Use configuration to set the permanent consistency mode for a cache as required for your application, and the bulk-load mode only during the time when populating (warming) or refreshing the cache.
APIs Related to Consistency
The following APIs and settings also affect consistency:
*Explicit Locking – This API provides methods for cluster-wide (application-level) locking on specific elements in a cache. There is guaranteed consistency across the cluster at all times for operations on elements covered by a lock. When used with the strong consistency mode in a cache, each cache operation is committed in a single transaction. When used with the eventual consistency mode in a cache, all cache operations covered by an explicit lock are committed in a single transaction. While explicit locking of elements provides fine-grained locking, there is still the potential for contention, blocked threads, and increased performance overhead from managing clustered locks. For information, see "Explicit Locking" in the Developer Guide for BigMemory Max.

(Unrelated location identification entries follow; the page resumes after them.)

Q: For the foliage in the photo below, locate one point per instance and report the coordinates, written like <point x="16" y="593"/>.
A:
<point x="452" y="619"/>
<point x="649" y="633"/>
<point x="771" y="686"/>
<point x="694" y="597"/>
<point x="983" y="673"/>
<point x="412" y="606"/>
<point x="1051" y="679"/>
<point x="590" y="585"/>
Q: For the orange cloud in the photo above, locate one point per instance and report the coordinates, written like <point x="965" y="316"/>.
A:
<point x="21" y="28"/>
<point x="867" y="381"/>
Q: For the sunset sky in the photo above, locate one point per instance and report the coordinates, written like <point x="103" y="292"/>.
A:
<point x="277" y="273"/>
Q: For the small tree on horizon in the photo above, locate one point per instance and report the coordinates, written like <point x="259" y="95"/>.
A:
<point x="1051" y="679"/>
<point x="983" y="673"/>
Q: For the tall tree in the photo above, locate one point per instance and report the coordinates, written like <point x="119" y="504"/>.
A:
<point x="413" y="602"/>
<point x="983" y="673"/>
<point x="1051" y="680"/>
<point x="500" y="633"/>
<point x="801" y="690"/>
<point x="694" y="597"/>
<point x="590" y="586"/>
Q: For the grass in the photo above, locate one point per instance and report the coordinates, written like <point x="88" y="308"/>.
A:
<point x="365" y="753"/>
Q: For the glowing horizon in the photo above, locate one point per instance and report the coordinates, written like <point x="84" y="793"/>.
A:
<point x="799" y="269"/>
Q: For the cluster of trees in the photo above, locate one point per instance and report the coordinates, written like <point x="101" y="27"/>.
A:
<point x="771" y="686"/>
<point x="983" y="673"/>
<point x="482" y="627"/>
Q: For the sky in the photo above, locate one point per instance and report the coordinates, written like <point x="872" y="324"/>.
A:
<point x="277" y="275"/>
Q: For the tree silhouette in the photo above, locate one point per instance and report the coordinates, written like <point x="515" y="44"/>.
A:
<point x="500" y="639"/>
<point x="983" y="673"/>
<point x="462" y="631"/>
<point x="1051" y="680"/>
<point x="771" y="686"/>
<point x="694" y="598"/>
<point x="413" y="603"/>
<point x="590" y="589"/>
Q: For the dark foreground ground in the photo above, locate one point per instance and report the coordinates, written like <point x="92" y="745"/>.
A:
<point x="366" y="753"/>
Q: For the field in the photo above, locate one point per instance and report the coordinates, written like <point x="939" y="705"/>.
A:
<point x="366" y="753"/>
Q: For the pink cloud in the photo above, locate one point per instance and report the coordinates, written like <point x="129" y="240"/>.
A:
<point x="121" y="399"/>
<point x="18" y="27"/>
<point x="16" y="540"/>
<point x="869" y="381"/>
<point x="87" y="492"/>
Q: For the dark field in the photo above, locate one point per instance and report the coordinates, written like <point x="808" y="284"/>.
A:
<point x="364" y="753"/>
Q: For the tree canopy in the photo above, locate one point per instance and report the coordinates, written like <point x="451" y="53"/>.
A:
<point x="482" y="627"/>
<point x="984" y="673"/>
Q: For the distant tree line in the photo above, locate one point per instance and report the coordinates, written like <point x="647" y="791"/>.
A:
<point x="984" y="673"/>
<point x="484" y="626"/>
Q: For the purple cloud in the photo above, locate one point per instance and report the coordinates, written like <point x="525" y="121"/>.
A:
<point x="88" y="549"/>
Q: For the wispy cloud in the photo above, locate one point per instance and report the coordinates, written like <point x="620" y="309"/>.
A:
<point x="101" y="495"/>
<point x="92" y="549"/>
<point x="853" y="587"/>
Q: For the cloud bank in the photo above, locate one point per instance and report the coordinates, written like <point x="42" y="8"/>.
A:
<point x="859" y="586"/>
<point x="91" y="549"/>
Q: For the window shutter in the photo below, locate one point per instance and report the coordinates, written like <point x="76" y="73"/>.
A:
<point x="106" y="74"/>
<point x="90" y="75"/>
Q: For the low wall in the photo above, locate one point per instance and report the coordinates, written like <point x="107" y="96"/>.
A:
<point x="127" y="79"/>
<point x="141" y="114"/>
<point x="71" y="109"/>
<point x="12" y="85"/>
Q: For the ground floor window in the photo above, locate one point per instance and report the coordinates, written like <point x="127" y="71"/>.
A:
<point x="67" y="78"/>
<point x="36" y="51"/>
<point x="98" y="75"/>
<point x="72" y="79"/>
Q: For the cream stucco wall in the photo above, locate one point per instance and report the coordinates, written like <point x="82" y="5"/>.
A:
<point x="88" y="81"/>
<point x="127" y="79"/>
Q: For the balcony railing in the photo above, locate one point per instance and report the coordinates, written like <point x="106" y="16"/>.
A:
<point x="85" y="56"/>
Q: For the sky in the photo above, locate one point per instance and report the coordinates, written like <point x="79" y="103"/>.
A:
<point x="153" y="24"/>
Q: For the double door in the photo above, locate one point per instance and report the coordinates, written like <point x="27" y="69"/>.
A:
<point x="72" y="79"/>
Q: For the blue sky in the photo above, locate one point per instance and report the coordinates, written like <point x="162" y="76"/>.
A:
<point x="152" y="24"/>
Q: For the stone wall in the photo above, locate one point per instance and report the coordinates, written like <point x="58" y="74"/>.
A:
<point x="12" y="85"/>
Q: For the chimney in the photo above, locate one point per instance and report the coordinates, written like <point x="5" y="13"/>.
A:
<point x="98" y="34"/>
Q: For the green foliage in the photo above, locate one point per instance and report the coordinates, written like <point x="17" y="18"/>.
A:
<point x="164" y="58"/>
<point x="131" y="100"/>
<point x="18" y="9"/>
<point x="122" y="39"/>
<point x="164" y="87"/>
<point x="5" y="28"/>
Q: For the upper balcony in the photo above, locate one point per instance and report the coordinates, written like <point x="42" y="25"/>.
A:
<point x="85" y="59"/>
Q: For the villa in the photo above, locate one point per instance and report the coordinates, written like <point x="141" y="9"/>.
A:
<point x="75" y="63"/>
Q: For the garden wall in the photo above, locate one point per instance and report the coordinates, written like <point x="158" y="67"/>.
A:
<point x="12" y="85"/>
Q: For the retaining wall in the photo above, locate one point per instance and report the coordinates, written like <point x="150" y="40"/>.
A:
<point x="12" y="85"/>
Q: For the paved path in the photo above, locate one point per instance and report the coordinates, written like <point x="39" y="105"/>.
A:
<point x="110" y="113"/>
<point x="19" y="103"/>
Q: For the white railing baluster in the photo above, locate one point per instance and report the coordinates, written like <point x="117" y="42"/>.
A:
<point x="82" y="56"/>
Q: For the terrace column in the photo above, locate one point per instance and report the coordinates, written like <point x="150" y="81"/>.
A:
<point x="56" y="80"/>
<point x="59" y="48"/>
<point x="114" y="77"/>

*Bulk-loading methods – Bulk-loading Cache methods putAll(), getAll(), and removeAll() provide high-performance and eventual consistency. These can also be used with strong consistency. If you can use them, it's unnecessary to use bulk-load mode.
*Atomic methods – To guarantee write consistency at all times and avoid potential race conditions for put operations, use atomic methods. The following Compare and Swap (CAS) operations are available:
*cache.replace(Element old, Element new) — Conditionally replaces the specified key's old value with the new value, if the currently existing value matches the old value.
*cache.replace(Element) — Maps the specified key to the specified value, if the key is currently mapped to some value.
*cache.putIfAbsent(Element) — Puts the specified key/value pair into the cache only if the key has no currently assigned value. Unlike put, which can replace an existing key/value pair, putIfAbsent creates the key/value pair only if it is not present in the cache.
*cache.removeElement(Element) — Conditionally removes the specified key, if it is mapped to the specified value.
Normally, these methods are used with strong consistency. Unless the property org.terracotta.clusteredStore.eventual.cas.enabled is set to "true", these methods throw an UnsupportedOperationException if used with eventual consistency since a race condition cannot be prevented. Other ways to guarantee the return value in eventual consistency are to use the cache decorator StronglyConsistentCacheAccessor, or to use explicit locking. The StronglyConsistentCacheAccessor will use locks with its special substituted versions of the atomic methods. Note that using locks may impact performance. For information about cache decorators and explicit locking, see "Cache Decorators" and "Explicit Locking" in the Developer Guide for BigMemory Max.